平田 本当に、この前も週刊プロレスさんのインタビューを受けたんですけど、今までほぼほぼなかったですからね…あ、EXTREMEを持っていた時やヒロムさんとの試合前はちょこちょこありましたけど、団体最高峰のベルトを持つと、こういう仕事も回ってくるんだなと。来ていただいたらいただいたでありがたいですけど、来なかったら来なかったで別に平田は平田なんでというところで、はい。
――専門誌の表紙になりたいとか、たくさんページに載りたいとか、一般メディアに露出したいといった願望は持っていなかったんですか。
平田 大きく載った時は、それはやっぱり嬉しいですけど、何がなんでも毎回大きく載りたいというよりは、自分が毎回全力出してやっている部分で、結果的に載っていたら嬉しいなという感覚ですね。平田が平田を平田して、それで載っていなかったら、それはそれでしょうがないぐらいの。
――そういったものに対する欲も薄ければ、タイトル願望も薄い平田選手が、プロレスを続ける上で何をモチベーションとしているのかというのは、以前から気にはなっていたんです。
平田 そこは何かの達成を求めるよりも、日々の中でちゃんと頑張ることが何かにつながるのであればいいことですし、プロレスを続ける続けたくないで言ったら絶対に続けたいですし。だから何かの一番になりたいというよりは、僕の野望はずっと需要があり続けたいということです。もちろん年をとるにつれて動きも悪くなっていく中で、もしかするとスタイルが変わるかもしれない。そういう中でも長く続けていって、何歳になっても平田一喜っていう…ブランドと言ったらアレですけど、平田一喜という存在にちゃんと需要があるように生き続けるのが僕の闘いであって、目標かなというところです。
――需要が続くにはそれなりのことをずっとやり続けなければならないじゃないですか。そのつどそのつど目の前のことに対し深掘りし続けてきたんですか。
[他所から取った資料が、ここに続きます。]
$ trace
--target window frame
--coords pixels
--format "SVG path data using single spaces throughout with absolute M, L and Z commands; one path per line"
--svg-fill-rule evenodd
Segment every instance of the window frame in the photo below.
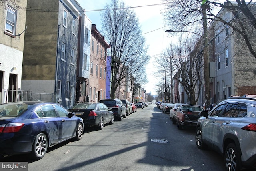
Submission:
M 65 16 L 65 14 L 66 14 L 66 17 Z M 66 28 L 67 28 L 68 25 L 68 11 L 66 10 L 63 10 L 63 20 L 62 25 L 64 27 Z
M 73 18 L 73 21 L 72 22 L 72 33 L 74 35 L 76 35 L 76 20 Z
M 5 32 L 13 36 L 15 35 L 16 26 L 17 25 L 17 10 L 14 9 L 14 8 L 9 6 L 8 5 L 7 5 L 4 31 Z M 13 21 L 10 21 L 10 20 L 8 20 L 8 14 L 13 14 L 14 16 Z M 9 21 L 10 21 L 10 22 L 13 22 L 13 23 L 11 23 L 10 22 L 8 22 Z M 7 28 L 8 27 L 6 27 L 6 26 L 8 25 L 10 25 L 10 26 L 11 26 L 11 27 L 12 27 L 11 30 Z

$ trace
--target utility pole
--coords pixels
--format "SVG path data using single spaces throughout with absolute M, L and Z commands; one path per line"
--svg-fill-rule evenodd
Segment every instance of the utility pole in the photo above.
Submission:
M 206 3 L 205 0 L 202 0 L 202 6 L 203 13 L 203 28 L 204 30 L 204 95 L 205 95 L 205 107 L 206 109 L 210 105 L 209 98 L 210 95 L 209 73 L 209 50 L 208 48 L 208 38 L 207 37 L 207 18 L 206 9 L 209 8 L 209 5 Z

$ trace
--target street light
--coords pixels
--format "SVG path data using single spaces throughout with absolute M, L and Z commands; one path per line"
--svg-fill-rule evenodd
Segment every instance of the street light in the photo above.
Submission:
M 166 33 L 172 33 L 172 32 L 188 32 L 189 33 L 194 33 L 194 34 L 197 34 L 200 36 L 202 36 L 202 35 L 200 34 L 198 34 L 197 33 L 196 33 L 195 32 L 190 32 L 190 31 L 186 31 L 186 30 L 165 30 L 165 31 L 164 32 Z
M 158 71 L 157 72 L 162 72 L 163 71 L 164 71 L 164 102 L 166 102 L 166 72 L 165 72 L 165 70 L 162 70 L 162 71 Z

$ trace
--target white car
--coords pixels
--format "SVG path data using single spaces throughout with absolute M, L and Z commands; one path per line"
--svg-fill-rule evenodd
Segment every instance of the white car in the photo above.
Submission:
M 173 105 L 172 108 L 170 111 L 170 118 L 172 121 L 173 118 L 173 115 L 176 112 L 176 110 L 180 106 L 180 105 L 185 105 L 186 104 L 184 103 L 174 103 Z

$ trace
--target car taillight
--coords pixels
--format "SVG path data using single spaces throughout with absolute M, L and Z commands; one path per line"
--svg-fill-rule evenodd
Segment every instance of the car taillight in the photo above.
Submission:
M 250 123 L 242 128 L 243 130 L 256 132 L 256 124 Z
M 96 114 L 96 113 L 93 110 L 92 110 L 92 111 L 91 111 L 91 112 L 90 113 L 89 113 L 89 115 L 88 115 L 88 116 L 98 116 L 98 115 L 97 115 L 97 114 Z
M 17 132 L 24 126 L 24 123 L 11 123 L 0 125 L 0 133 L 10 133 Z

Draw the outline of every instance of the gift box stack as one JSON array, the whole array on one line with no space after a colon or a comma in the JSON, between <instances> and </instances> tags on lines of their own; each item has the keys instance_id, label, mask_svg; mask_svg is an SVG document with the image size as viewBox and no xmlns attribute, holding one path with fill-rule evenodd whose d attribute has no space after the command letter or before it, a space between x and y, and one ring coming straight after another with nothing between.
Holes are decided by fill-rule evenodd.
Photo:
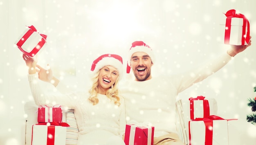
<instances>
[{"instance_id":1,"label":"gift box stack","mask_svg":"<svg viewBox=\"0 0 256 145\"><path fill-rule=\"evenodd\" d=\"M217 116L215 99L198 96L184 101L182 106L189 145L230 145L228 124L236 119Z\"/></svg>"},{"instance_id":2,"label":"gift box stack","mask_svg":"<svg viewBox=\"0 0 256 145\"><path fill-rule=\"evenodd\" d=\"M225 14L225 21L222 20L220 25L220 42L234 45L248 45L250 24L246 17L242 14L236 13L234 9L230 10Z\"/></svg>"},{"instance_id":3,"label":"gift box stack","mask_svg":"<svg viewBox=\"0 0 256 145\"><path fill-rule=\"evenodd\" d=\"M145 123L126 124L124 137L126 145L153 145L153 126Z\"/></svg>"},{"instance_id":4,"label":"gift box stack","mask_svg":"<svg viewBox=\"0 0 256 145\"><path fill-rule=\"evenodd\" d=\"M31 145L65 145L66 127L63 122L63 111L59 105L38 108L38 123L32 126Z\"/></svg>"},{"instance_id":5,"label":"gift box stack","mask_svg":"<svg viewBox=\"0 0 256 145\"><path fill-rule=\"evenodd\" d=\"M47 37L47 35L38 33L36 28L31 25L26 27L15 44L23 54L33 57L46 47Z\"/></svg>"}]
</instances>

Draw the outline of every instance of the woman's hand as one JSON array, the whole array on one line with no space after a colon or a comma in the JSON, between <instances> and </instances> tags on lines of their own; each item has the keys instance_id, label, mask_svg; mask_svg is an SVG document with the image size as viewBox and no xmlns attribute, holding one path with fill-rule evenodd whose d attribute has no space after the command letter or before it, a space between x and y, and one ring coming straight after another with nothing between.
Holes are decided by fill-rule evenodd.
<instances>
[{"instance_id":1,"label":"woman's hand","mask_svg":"<svg viewBox=\"0 0 256 145\"><path fill-rule=\"evenodd\" d=\"M36 66L37 63L36 59L29 57L29 56L23 54L22 55L23 59L26 62L26 64L28 68L29 74L34 74L36 72Z\"/></svg>"},{"instance_id":2,"label":"woman's hand","mask_svg":"<svg viewBox=\"0 0 256 145\"><path fill-rule=\"evenodd\" d=\"M39 65L36 65L36 71L38 72L40 80L52 83L55 87L58 84L60 81L53 76L52 70L49 64L47 65L47 69L45 69Z\"/></svg>"},{"instance_id":3,"label":"woman's hand","mask_svg":"<svg viewBox=\"0 0 256 145\"><path fill-rule=\"evenodd\" d=\"M230 49L227 51L227 53L232 57L234 57L237 54L240 53L246 49L252 44L252 36L250 36L250 40L248 45L231 45Z\"/></svg>"},{"instance_id":4,"label":"woman's hand","mask_svg":"<svg viewBox=\"0 0 256 145\"><path fill-rule=\"evenodd\" d=\"M52 70L49 64L47 65L47 70L43 68L39 65L36 65L36 70L38 72L39 79L41 81L50 83L54 77L52 73Z\"/></svg>"}]
</instances>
平田 自分としては特に深く考えている気がしないなと思いつつも、実際はそうだった部分はあるでしょうね。試合一つをとっても空気感を読んで、こうして闘おう、ここを盛り上げようっていうのもありますし。それを目に見えてわかるように出したのがDDT EXTREMEの防衛戦であり、その最上級が両国でのヒロムさんとのシングルマッチでありで。もちろん、何か物を使ったり特殊ルールだったりしなくても、普通の試合の中でしっかり考える部分もあるし、存在感で負けたくないというのはあるんで。でも、強い弱いに関してはしょうがないじゃないすか。だから、それはそれとして勝っても負けても存在感はしっかり残して、一つの興行にいい試合とか面白かった試合がある中でトップスリーぐらいには入りたいと常に思いながら試合しているところは…あるんですかねえ。
――それほど明確に言葉として出せているんですから、あるでしょう。その積み重ねが、現在の支持につながっているのだと思います。
平田 ありがたいことに、KO-D無差別級のベルトを獲った時にすごい「ヒラタ」コールだったり、泣いてくれるファンがいてくれたりで。あそこは、一歩間違えたら大ヒールになる獲り方をしたわけじゃないですか。